Bellamy

Par Rob Gordon
Quinze ans que Claude Chabrol déçoit encore et encore, échouant à se renouveler et montrant des signes de vieillissement accéléré. Si Bellamy n'est pas le plus mauvais de ses derniers films, il accentue cette terrible impression d'essoufflement d'un cinéaste qui semble non seulement être resté bloqué dans les années 80, mais qui de plus a fait le tour de ses sujets de prédilection. De sa traditonnielle peinture de la bourgeoisie, il ne reste plus que des miettes, tout ayant déjà été dit ailleurs - et en mieux. L'intrigue policière ayant elle aussi du plomb dans l'aile, Bellamy ne vaut que pour ses comédiens, qui s'en donnent à coeur joie malgré une façade un peu morose.
Pour son premier film avec un Chabrol qui a écrit le rôle pour lui, Gérard Depardieu est assez savoureux de bonhommie pantouflarde, commissaire casanier qui sort enfin de sa routine pour une dernière enquête. Le couple qu'il forme avec la douce Marie Bunel est l'un des vrais points forts d'un film sachant se faire tendrement vache. Quant à Jacques Gamblin, dans un rôle multiple pas franchement évident, il n'est visiblement pas aussi à l'aise que d'habitude mais joue habilement de son regard perçant. Cornillac fait du Cornillac, mais il le fait plutôt bien ici. Dommage que tous les efforts mis en oeuvre soient au service de cette toute petite intrigue dont on comprend difficilement qu'elle donne lieu à un film d'une heure cinquante.

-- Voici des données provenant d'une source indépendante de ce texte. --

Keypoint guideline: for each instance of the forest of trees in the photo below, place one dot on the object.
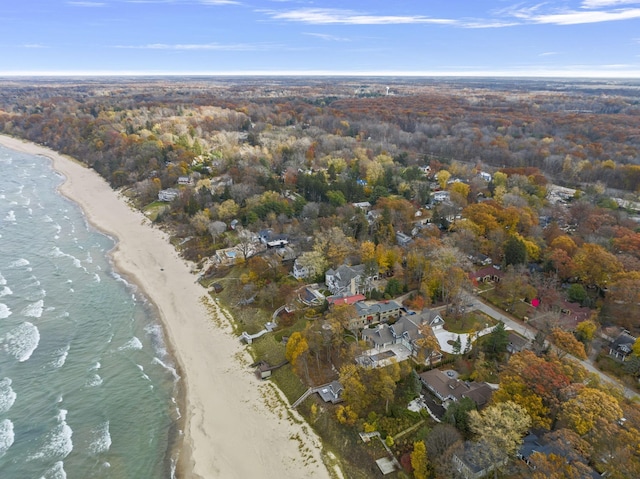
(294, 156)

Car on connaît quasiment les tenants et les aboutissants de l'enquête policière en à peine trois quarts d'heure, le reste n'étant que rabâchage et coupage de cheveux en quatre. Quant aux rapports conflictuels entre Bellamy et son frère, ils sont plus intéressants mais ne trouvent pas vraiment leur place dans l'ensemble. Heureusement que Bellamy est un Chabrol plutôt rigolard, tranchant avec le relatif sérieux de ses derniers films : cela permet de faire passer le temps plus vite, d'apprécier les échanges entre des acteurs ravis d'être là, et de dédramatiser le relatif échec du film à nous faire prendre des vessies pour des lanternes. « Il y a toujours une autre histoire, il y a plus que ce que l'oeil peut saisir », nous dit le film en guise de conclusion. Seulement voilà : la seconde lecture envisagée par cette citation de W.H. Auden (poète et critique britannique, merci Wikipedia) semble bien difficile vu la maigreur du matériau de base.